Tavern On The Dean

Written by Linnea Covington on . Posted in Eat & Drink, Posts.

Dean Street, a little gastropub on the corner of its namesake and Underhill Avenue in Prospect Heights, isn’t the kind of place to garner attention right away. But it did. After all, at its inception the restaurant had the backing of Nate Smith, a popular chef and Spotted Pig alum, who reportedly created the menu and helped owners John Longo and Rob Gelardi open up.

But after a month, Smith was gone and Longo and Gelardi were left with a hypedup name and a lot of questions about their celebrity chef’s disappearance. Thus far a definitive answer hasn’t been offered, and the effect of Smith’s absence isn’t so much seen in the dining room, which has remained packed, as it is in the execution of the food.

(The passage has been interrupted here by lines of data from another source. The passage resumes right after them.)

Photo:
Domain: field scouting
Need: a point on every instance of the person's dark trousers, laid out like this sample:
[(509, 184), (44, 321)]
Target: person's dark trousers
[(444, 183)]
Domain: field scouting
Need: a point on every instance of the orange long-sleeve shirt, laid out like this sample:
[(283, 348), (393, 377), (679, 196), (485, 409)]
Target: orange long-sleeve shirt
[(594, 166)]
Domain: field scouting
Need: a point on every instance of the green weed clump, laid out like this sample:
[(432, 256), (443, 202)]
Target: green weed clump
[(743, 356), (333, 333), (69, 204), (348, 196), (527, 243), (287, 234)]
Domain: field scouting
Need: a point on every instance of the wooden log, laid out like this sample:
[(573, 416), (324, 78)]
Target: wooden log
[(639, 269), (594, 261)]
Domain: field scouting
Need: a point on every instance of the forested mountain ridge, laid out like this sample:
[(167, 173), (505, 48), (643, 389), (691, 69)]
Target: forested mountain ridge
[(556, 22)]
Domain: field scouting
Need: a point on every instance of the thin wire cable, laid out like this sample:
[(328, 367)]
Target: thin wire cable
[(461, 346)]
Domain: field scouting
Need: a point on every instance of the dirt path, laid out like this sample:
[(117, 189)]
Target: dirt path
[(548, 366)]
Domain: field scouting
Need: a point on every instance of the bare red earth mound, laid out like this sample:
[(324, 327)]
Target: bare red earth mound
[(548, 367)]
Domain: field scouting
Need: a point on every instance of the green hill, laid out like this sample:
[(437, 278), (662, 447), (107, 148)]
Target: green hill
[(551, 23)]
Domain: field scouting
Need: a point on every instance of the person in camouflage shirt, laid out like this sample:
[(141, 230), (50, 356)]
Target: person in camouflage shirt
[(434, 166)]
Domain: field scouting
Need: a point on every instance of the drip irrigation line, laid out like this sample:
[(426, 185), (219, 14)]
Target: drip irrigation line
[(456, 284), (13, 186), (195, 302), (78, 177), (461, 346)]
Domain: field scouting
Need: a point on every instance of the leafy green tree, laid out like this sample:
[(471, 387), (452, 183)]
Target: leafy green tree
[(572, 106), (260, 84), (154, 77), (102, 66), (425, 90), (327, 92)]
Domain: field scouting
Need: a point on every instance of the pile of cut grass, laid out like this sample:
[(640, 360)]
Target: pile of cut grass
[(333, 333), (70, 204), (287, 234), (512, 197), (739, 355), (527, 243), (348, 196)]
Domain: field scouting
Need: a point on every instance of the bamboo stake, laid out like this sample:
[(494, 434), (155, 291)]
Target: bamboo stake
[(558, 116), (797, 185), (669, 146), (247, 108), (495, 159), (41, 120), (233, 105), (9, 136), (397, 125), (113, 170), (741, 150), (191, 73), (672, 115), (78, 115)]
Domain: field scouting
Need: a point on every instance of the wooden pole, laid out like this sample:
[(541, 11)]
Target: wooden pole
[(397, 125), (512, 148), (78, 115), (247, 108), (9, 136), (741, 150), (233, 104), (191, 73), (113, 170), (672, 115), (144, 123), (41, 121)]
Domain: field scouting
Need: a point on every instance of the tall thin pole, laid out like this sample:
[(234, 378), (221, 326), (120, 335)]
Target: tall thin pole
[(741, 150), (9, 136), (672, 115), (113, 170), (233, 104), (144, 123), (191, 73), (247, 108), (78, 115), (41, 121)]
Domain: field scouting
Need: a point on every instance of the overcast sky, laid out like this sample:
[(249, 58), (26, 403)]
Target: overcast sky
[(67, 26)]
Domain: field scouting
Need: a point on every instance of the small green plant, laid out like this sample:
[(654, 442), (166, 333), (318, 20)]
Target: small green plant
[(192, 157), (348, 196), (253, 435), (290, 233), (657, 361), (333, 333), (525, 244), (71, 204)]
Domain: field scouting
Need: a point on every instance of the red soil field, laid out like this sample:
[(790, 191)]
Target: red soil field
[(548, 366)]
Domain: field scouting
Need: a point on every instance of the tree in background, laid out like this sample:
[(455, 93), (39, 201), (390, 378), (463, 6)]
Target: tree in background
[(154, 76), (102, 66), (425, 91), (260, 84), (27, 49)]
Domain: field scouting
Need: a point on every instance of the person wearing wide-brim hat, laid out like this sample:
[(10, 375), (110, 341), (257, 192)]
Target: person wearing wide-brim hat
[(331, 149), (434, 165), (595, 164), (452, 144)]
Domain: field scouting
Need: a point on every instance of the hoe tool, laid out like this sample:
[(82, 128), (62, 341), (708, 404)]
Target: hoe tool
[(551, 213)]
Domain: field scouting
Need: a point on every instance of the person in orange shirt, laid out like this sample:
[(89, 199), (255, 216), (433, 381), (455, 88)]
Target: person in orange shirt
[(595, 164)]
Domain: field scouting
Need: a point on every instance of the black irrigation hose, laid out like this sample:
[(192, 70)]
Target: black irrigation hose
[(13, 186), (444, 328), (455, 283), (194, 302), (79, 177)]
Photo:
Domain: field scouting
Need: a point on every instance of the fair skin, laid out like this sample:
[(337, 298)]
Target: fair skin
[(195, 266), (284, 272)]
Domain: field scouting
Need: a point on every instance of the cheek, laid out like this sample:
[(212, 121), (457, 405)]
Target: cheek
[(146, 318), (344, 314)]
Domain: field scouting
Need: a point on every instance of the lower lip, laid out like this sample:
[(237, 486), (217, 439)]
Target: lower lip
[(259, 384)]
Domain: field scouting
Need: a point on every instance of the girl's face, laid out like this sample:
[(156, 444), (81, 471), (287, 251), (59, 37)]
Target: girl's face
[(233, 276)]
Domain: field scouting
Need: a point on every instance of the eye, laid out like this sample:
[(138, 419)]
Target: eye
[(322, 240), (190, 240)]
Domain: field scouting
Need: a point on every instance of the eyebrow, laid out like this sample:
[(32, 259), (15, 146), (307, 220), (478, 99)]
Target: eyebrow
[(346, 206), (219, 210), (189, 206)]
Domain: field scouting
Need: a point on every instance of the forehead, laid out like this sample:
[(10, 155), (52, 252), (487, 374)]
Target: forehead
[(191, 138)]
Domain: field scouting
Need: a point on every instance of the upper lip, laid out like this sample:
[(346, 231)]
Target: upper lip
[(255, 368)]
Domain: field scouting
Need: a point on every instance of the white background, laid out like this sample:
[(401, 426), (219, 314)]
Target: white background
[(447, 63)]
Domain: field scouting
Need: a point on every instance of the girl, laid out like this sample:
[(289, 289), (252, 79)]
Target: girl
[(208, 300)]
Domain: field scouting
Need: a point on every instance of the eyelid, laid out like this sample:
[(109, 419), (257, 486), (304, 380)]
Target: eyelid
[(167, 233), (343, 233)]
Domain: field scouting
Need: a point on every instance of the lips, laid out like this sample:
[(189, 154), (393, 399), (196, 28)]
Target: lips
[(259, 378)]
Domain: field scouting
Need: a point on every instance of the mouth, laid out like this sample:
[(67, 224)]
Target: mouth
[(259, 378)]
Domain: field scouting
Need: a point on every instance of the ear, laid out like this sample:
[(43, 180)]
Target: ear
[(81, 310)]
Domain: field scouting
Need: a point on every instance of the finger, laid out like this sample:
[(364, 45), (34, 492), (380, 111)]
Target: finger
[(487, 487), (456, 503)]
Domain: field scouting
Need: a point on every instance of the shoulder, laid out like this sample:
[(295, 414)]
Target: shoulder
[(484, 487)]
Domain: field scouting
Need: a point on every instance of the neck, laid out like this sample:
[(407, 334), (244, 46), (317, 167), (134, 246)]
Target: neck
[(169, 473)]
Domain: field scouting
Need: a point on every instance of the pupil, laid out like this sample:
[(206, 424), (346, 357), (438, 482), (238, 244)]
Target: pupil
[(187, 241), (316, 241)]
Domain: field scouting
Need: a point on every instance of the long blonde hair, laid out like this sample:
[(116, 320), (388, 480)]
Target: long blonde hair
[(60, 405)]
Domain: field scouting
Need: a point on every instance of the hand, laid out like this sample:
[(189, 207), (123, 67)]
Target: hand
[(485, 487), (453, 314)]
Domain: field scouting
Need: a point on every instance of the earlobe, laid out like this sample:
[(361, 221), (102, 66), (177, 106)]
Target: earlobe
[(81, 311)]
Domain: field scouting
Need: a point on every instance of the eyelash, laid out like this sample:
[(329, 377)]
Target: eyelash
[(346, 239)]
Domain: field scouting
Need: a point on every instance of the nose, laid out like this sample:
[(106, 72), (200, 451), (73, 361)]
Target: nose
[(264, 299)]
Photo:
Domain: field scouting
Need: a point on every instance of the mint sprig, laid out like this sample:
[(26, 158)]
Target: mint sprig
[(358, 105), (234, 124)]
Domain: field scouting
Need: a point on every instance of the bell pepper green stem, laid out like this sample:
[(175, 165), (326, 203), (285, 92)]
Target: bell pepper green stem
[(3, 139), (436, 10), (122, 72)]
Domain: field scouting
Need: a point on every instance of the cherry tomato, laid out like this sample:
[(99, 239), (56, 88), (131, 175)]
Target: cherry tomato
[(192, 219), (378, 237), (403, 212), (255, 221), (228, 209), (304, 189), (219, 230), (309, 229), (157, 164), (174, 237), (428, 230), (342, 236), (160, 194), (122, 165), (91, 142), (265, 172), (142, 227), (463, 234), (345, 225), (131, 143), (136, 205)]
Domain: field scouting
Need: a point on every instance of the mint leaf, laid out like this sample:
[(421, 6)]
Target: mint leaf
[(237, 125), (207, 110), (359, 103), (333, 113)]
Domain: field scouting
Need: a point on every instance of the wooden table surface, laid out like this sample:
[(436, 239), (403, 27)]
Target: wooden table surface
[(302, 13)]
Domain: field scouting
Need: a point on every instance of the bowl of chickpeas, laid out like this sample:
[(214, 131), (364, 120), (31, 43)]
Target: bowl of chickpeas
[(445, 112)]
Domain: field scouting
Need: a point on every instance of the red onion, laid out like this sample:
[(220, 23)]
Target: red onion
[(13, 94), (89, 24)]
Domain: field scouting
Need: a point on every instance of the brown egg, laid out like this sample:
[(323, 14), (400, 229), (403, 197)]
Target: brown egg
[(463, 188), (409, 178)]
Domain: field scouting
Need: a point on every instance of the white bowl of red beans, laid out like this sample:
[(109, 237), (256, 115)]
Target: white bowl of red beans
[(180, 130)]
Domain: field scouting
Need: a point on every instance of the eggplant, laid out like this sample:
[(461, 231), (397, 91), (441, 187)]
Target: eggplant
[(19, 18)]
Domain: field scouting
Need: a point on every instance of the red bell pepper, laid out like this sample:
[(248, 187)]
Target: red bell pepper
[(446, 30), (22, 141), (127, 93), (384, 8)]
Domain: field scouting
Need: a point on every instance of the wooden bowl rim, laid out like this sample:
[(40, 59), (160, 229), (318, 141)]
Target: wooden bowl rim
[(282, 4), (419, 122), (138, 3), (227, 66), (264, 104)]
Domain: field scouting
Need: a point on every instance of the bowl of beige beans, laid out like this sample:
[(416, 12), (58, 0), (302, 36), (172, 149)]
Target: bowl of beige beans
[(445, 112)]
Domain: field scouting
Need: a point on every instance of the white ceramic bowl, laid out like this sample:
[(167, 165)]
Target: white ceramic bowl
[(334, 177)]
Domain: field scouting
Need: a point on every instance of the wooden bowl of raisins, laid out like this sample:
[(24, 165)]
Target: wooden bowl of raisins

On one visit, I was excited about the hoppy Kelso IPA ($6), but bored by my perfectly cooked yet bland burger ($12). The bright pink patty looked pretty enough, but the illusion vanished as each bite was overwhelmed by the brioche bun and thick slab of unasked-for white cheddar cheese ($1 extra). The giant pile of fries was good and crisp, though I would have liked to switch them out for a salad or something green, which isn’t an option at Dean Street. Instead, I ordered a hearty side of broccoli rabe ($6) that came out tender and cooked to the perfect shade of bright green. My date ordered the hanger steak special ($21), which also came with a pile of broccoli rabe and little else. For that price, I would have expected a handful of fries, but hey, there were more than enough on my plate. Unfortunately, his meat, also cooked to a medium-rare perfection, was just as under-seasoned as my burger, allowing the super garlicky vegetables to trump the meat as our favorite part of the meal.

I fared better on another night with a bass special ($21); the fish was super fresh and the herby butter sauce light and complementary. This dish had a savory combination of potatoes and Brussels sprouts hidden underneath, which balanced the meal nicely. I paired that with an uncomplicated glass of the Viognier ($8), and its mild bubbles and light, sweet notes swam nicely with the fish. The short ribs ($20) had the same problem as the rest of the beef I tried, but the grainy polenta it came with was cheesy and lovely.

Dessert, like a warm apple bread pudding with bourbon-caramel sauce ($6), was tasty if not revelatory. Dessert cocktails, however—say, a rye Manhattan, up—were superb. I ordered seconds.

Despite some uninspired meals, I did find a diamond in the rough on one visit with the crunchy homemade dill pickles ($5) and the silky chicken liver toast ($5). The combination of the browned farmer’s bread, peppery pté and a dash of housepickled onions had me wishing I got two orders rather than the one. It was while eating this that I discovered how enjoyable it is to eat at the wide, friendly bar rather than the high tables. The former gets you a knowledgeable bartender who can tell you what you are eating while effortlessly passing another beer your way, while the latter is cramped and awkward and you have to battle with people passing by so closely it’s claustrophobic.

The last time I visited Dean Street, as my group sipped drinks and chatted, the neighborhood scene unfolded around us in a homey manner, making it more comfortable to linger and order another round. While, without Nate Smith, Dean Street is less notable for its food, the space fits into its neighborhood well. (And just last week Dean Street announced Mike Franzetti, who was the executive chef at Stuzzicheria, as its new chef. With a resumé including Chestnut, Lupa and Washington Park, he may just turn the menu around for the greater good.) Sure, Smith could have made this a destination restaurant for Manhattanites, but Longo and Gelardi have turned it into a place that’s instead a draw for its neighbors, and there’s nothing bad about that.